Он вытащил из углов соединительные детали, потом четыре профилированные рейки, затем лист днища. Далее откидывалась крышка люка, и открывался трап, кованая или литая металлическая лесенка, уводящая в кромешную тьму. Веяло холодом, сыростью, воздухом подвала.
— Оставляю тебе один фонарик. Засекай время.
— А через сколько минут считать тебя попавшим в капкан?
— Понятия не имею. Может, перед нами подземный ход в Петропавловку или в Мраморный дворец.
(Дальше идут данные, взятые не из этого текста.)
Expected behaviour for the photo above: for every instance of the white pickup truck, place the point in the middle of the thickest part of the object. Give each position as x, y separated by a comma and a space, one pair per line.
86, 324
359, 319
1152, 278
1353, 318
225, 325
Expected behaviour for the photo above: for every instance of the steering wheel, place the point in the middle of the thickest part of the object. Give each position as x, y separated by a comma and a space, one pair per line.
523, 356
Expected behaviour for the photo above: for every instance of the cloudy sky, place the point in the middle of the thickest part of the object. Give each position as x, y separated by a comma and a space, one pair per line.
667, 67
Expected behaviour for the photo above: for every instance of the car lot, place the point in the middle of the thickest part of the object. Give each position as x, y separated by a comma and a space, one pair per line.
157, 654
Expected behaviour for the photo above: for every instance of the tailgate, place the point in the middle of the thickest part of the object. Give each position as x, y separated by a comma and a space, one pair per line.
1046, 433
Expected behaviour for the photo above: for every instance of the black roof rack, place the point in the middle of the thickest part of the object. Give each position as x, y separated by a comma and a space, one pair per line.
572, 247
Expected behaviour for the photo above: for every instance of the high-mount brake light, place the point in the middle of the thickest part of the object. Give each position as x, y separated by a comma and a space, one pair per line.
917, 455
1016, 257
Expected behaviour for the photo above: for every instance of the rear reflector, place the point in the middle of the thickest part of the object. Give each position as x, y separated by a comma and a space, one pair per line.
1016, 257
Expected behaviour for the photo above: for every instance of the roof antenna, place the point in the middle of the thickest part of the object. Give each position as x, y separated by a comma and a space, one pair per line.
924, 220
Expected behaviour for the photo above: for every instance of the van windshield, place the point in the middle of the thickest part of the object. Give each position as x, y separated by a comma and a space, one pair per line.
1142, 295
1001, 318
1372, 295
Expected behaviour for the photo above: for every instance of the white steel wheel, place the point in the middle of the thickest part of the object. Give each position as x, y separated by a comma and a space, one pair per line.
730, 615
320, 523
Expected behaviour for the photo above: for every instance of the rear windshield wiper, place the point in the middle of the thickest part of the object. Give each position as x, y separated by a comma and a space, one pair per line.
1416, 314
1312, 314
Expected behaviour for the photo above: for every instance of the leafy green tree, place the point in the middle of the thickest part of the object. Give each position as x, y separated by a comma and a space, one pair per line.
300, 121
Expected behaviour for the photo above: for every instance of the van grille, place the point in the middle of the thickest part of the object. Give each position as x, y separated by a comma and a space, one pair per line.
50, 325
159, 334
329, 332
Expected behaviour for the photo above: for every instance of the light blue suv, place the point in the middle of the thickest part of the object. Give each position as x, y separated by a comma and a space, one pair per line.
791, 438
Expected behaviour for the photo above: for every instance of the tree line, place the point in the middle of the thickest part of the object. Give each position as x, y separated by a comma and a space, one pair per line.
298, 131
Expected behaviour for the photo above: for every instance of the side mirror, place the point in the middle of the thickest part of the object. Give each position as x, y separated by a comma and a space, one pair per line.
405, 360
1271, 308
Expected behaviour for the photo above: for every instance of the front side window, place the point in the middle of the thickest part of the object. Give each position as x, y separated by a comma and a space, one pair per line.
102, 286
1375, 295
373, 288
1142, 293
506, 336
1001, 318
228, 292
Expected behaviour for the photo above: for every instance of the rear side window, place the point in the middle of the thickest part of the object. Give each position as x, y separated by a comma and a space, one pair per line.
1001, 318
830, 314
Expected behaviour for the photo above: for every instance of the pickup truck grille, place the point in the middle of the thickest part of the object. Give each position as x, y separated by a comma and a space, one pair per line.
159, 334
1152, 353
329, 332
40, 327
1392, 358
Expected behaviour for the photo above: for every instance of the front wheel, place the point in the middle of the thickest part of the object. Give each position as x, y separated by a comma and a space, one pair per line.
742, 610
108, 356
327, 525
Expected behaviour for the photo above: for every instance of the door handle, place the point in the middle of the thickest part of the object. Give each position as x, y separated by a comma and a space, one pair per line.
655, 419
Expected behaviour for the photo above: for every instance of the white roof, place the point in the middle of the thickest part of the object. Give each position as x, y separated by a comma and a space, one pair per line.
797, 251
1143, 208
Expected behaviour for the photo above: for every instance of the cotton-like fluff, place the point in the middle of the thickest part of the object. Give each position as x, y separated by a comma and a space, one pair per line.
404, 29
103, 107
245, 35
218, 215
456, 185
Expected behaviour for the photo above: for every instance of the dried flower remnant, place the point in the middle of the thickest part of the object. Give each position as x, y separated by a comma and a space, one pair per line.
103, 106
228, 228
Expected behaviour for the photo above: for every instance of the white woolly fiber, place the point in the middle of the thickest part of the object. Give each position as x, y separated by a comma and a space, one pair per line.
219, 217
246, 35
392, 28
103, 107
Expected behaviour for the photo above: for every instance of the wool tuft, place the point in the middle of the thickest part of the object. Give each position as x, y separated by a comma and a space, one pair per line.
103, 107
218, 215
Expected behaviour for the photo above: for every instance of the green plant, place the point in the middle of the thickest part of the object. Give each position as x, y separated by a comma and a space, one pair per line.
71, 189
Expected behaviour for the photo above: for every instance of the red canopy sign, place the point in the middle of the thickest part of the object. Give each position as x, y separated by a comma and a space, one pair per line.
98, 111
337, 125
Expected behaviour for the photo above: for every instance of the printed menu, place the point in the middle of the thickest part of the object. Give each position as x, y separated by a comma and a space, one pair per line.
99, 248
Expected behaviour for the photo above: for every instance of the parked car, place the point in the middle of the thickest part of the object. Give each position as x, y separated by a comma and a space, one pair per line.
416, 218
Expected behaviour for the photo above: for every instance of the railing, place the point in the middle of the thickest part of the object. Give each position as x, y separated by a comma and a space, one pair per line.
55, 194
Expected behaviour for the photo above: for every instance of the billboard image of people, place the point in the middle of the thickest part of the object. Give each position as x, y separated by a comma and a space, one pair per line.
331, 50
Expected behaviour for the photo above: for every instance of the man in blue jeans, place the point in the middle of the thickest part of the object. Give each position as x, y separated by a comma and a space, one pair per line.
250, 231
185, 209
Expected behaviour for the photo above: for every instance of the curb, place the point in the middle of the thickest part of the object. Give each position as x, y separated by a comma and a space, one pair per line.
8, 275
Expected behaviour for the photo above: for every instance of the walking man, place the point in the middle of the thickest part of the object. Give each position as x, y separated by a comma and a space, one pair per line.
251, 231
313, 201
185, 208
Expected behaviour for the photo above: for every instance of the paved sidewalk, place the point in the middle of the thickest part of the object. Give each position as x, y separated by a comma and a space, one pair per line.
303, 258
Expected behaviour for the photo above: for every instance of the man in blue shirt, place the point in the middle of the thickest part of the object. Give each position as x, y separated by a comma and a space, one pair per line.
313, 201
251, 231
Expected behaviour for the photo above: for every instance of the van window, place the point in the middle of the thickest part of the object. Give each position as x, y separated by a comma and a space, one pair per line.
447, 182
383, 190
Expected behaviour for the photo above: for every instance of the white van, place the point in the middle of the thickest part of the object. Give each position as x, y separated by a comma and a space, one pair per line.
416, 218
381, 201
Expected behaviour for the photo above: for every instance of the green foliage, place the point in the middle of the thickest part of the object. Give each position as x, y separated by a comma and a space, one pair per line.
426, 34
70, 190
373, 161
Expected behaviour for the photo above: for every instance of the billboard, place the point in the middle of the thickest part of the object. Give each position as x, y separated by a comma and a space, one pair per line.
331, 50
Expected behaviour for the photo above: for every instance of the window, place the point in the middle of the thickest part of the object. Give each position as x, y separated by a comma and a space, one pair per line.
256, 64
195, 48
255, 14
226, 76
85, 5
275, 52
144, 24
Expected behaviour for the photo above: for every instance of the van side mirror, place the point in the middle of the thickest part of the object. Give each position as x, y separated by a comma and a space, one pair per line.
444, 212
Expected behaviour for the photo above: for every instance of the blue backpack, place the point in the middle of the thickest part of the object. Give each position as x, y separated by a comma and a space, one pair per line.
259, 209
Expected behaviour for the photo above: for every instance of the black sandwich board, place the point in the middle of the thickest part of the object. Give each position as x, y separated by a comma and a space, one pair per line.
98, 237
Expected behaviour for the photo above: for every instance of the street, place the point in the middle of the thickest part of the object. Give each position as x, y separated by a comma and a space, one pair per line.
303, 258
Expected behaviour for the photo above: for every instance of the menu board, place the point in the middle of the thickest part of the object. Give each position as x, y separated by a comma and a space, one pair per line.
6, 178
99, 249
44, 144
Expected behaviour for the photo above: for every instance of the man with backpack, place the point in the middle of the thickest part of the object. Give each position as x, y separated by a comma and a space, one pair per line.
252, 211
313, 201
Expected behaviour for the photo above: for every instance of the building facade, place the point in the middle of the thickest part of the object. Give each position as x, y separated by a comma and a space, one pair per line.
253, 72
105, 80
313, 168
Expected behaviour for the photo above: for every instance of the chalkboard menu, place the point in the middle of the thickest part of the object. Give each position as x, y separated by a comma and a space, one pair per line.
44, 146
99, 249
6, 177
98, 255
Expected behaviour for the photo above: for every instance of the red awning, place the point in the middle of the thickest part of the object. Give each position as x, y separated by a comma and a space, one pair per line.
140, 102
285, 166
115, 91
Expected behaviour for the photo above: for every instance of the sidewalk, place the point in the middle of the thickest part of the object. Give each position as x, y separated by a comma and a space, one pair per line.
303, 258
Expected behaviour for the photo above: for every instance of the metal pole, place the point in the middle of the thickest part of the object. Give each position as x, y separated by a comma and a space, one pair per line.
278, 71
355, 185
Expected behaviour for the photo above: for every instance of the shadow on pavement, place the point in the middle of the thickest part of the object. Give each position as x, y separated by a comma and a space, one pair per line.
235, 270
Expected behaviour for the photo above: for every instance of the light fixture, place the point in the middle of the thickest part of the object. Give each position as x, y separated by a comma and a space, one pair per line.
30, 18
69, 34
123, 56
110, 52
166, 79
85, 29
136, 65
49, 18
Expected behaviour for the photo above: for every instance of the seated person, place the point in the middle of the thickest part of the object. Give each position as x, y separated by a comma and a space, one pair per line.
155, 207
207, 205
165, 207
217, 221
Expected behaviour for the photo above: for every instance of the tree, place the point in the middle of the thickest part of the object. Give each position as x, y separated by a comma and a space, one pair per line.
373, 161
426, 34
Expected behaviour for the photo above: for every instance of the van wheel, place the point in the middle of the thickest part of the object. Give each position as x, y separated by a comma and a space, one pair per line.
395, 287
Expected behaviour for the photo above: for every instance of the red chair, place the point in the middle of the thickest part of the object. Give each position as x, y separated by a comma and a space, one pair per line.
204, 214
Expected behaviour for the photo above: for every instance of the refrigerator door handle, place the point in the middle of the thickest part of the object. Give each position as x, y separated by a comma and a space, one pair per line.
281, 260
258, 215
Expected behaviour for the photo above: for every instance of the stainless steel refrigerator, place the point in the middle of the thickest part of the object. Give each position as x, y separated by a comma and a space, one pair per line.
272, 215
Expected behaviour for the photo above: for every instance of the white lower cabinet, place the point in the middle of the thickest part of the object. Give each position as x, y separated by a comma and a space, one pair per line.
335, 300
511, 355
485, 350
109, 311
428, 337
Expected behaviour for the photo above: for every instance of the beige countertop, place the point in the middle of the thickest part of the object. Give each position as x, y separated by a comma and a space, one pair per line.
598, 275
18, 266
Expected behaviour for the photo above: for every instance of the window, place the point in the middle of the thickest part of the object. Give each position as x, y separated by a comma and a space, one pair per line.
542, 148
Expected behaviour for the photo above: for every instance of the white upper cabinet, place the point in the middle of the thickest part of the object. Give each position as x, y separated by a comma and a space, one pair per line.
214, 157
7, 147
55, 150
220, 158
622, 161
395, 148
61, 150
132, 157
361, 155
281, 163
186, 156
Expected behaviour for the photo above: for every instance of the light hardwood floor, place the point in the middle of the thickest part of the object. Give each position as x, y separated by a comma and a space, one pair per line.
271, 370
— Все ясно, — сказал Мансур.
Кайдановский спускался по темным ступеням, фонарик висел у него на груди, сначала он видел перед собой только торец узкого коридора; спустившись, он осветил и сам коридор: пол, устланный плиткой, оштукатуренные стены, некогда окрашенные в терракотовый цвет, с орнаментом под потолком. Кайдановский пошел, миновал поворот, шел, потеряв счет шагам, неверно оценивая и время, и пространство, не соотнося траекторию коридора с планировкой этажа, на котором остался Мансур. Наконец путь завершился: в конце коридора увидел он металлическую внушительную дверь с круглой ручкой-штурвалом, напоминающую дверцу сейфа. «Все, — подумал Кайдановский, — как ее откроешь без автогена?» Он положил фонарик на пол, шагнул к двери, чтобы посмотреть — что за замок, под каблуком звякнуло, дверь пошла на него, распахнулась: за дверью была темная кубистическая комната, в центре, ему показалось, стояла витрина, как в золотой кладовой, Кайдановский шагнул через порог, и опять звякнуло под ногами; он не успел сообразить, что происходит, дверь закрылась за ним, он остался в кромешной тьме.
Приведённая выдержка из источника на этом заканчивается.